The Calvo Doctrine which emphasizes non-intervention and equality of foreigners with nationals has been resurfacing in Latin America and other parts of the world. While in the past, international investment law-making process has been focused on the developing states pushing for a neo-liberalist agenda and developing states resisting such an agenda, the recent debate has shifted to private interests of foreign investors and the public interests of host states. This article argues that the revival of the Calvo Doctrine and the shift of tension in international investment law indicate progress. The article also discusses major factors, including the increased awareness of the general public of the need to regulate foreign investment, that have contributed to this shift of tension on international investment law-making.

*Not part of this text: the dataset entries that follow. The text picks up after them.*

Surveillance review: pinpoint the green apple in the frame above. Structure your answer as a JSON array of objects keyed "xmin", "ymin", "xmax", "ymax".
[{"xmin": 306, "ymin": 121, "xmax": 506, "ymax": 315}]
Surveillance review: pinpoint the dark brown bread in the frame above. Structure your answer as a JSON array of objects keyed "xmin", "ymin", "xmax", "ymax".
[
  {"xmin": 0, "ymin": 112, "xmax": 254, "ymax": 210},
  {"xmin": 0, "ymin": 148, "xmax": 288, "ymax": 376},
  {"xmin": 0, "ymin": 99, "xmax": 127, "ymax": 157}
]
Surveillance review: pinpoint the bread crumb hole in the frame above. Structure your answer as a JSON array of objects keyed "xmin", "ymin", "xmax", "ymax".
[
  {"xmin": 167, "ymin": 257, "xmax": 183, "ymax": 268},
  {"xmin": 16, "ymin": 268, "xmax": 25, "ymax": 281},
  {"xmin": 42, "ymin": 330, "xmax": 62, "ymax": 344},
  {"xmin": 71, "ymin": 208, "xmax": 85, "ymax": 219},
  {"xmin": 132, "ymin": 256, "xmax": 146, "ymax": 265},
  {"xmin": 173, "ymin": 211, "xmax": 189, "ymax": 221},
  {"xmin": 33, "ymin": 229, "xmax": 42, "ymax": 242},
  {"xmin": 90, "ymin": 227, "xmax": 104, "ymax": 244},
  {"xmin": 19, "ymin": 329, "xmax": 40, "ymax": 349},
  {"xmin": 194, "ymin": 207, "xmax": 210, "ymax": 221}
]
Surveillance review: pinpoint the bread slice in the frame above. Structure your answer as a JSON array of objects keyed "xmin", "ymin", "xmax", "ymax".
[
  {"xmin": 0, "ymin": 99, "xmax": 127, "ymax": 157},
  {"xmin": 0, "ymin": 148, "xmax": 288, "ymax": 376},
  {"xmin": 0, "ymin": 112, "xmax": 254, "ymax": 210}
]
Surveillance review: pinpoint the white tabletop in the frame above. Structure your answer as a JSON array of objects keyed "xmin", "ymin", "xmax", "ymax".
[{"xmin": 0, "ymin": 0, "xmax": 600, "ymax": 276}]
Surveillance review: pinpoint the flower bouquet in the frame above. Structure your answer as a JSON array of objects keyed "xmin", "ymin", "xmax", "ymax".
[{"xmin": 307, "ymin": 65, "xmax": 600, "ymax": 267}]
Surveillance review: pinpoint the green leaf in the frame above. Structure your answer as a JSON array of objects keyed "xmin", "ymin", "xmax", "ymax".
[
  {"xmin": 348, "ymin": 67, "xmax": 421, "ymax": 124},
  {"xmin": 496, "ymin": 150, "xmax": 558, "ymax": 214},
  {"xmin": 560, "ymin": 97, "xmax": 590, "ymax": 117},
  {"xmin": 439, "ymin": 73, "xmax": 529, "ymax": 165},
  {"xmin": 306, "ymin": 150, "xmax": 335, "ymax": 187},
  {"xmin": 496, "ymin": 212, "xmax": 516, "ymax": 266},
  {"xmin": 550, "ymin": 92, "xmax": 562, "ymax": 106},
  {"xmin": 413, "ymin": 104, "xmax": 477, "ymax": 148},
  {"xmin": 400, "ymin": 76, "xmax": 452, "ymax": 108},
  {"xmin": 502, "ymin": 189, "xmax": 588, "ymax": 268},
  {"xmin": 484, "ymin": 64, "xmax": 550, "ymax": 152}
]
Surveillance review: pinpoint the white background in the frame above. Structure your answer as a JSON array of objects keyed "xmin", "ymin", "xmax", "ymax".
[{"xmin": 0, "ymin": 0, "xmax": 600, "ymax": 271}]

"Beyond Enron: Regulation in Energy Derivatives Trading"

By Alexia Brunet & Meredith Shafe

The collapse of Enron, coupled with the crisis in the California wholesale power markets, fundamentally altered the U.S. energy trading industry. Those experiences illuminated critical risks to the viability of the development of competitive wholesale and retail power markets in the United States, including regulatory uncertainty caused by inconsistent legal standards governining energy trading practices. Resulting distrust and loss of confidence in the energy trading industry continues to influence industry issues and regulatory debates. Nonetheless, the CFMA's regulatory scheme has succeeded in facilitating growth and competition across the energy derivatives industry. The result: an energy derivatives market that has become stronger and more efficient than ever.

"Addicted to the Pump"

By Shaneka Reese

The need for innovation in the American auto industry is greater than ever as major domestic auto manufacturers strive to keep up with the success of foreign manufacturers. While many domestic automakers oppose the Kyoto Protocal as a hindrance to development, this article explores how the ratification of the Kyoto Protocal may actually help U.S. automakers stay competitive. With the market moving in the direction of more fuel efficient vehicles, lobbying for the Kyoto Protocal will allow the auto industry to increase its presence in the hybrid and fuel-efficient automobile market and potentially bridge the expanding gap between foreign and domestic manufacturers.

"Methanex v. United States: The Realignment of NAFTA Chapter 11 with Environmental Regulation"

By Kara Dougherty

The 1999 case of Methanex v. United States highlights two unintended structural shifts in the jurisprudence of Chapter 11 of NAFTA. Firstly, economic interests of private parties have been elevated to the same status as public policy concerns. Secondly, foreign investors have greater rights under NAFTA than their domestic counterparts. This article argues, that in order to reverse these trends, the NAFTA FTC should adapt the Methanex tribunals "relating to" and "like standards" test. Additionally, it argues that the parties should amend NAFTA to include an equivalent to summary judgment and a requirement that claimants must surrender their rights in domestic courts when filing a Chapter 11 Claim.